In short: base ensures the availability of services as much as possible through eventual consistency. Note the last sentence of the figure "but I think it's a spectrum", that is, acid base is only a matter of degree, not the opposite of the two extremes.

2002, in Brewer ' s conjecture and the feasibility of consistent, available, partition-tolerant Web services, The two authors demonstrated the CAP conjecture through an asynchronous network model, thus upgrading Brewer's conjecture into a theory (theorem). But to tell you the truth, I didn't read the article very clearly.
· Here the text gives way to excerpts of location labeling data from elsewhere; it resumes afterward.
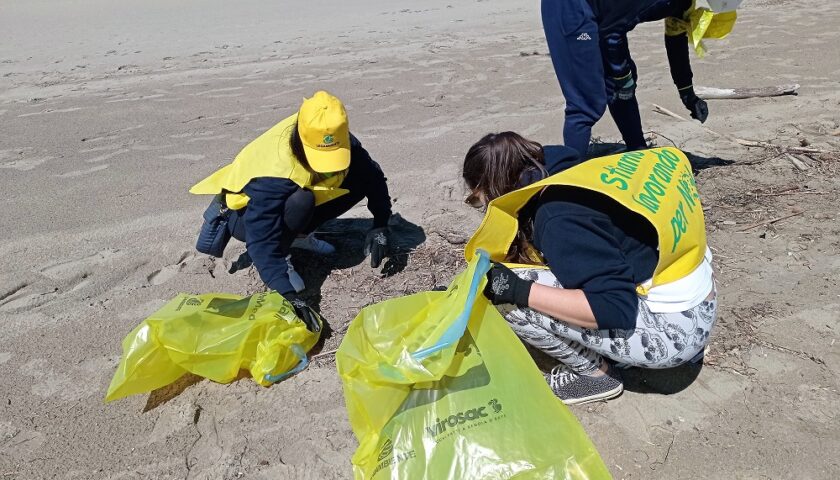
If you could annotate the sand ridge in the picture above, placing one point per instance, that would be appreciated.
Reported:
(109, 114)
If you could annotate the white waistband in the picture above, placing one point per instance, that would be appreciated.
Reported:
(685, 293)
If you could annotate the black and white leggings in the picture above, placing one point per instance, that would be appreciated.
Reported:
(660, 340)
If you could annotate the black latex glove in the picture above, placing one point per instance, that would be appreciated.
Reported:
(696, 105)
(625, 88)
(376, 245)
(304, 312)
(504, 286)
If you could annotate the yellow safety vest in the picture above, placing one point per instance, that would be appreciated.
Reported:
(658, 184)
(701, 23)
(269, 155)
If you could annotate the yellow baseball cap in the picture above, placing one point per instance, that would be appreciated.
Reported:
(325, 133)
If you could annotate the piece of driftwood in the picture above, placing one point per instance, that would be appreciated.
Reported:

In the 2009 article Brewers-cap-theorem, the author gives a relatively simple proof:

As shown, n1,n2 two nodes store the same data V, the current state is V0. Running on the node N1 is a safe and reliable write algorithm A, in the node N2 is the same reliable read algorithm B, that is, the N1 node is responsible for the write operation, the N2 node is responsible for the read operation. The data written by the N1 node is also automatically synchronized to the N2, and the synchronized message is called M. If partitioning occurs between n1,n2, there is no guarantee that message m will reach N2 within a certain amount of time.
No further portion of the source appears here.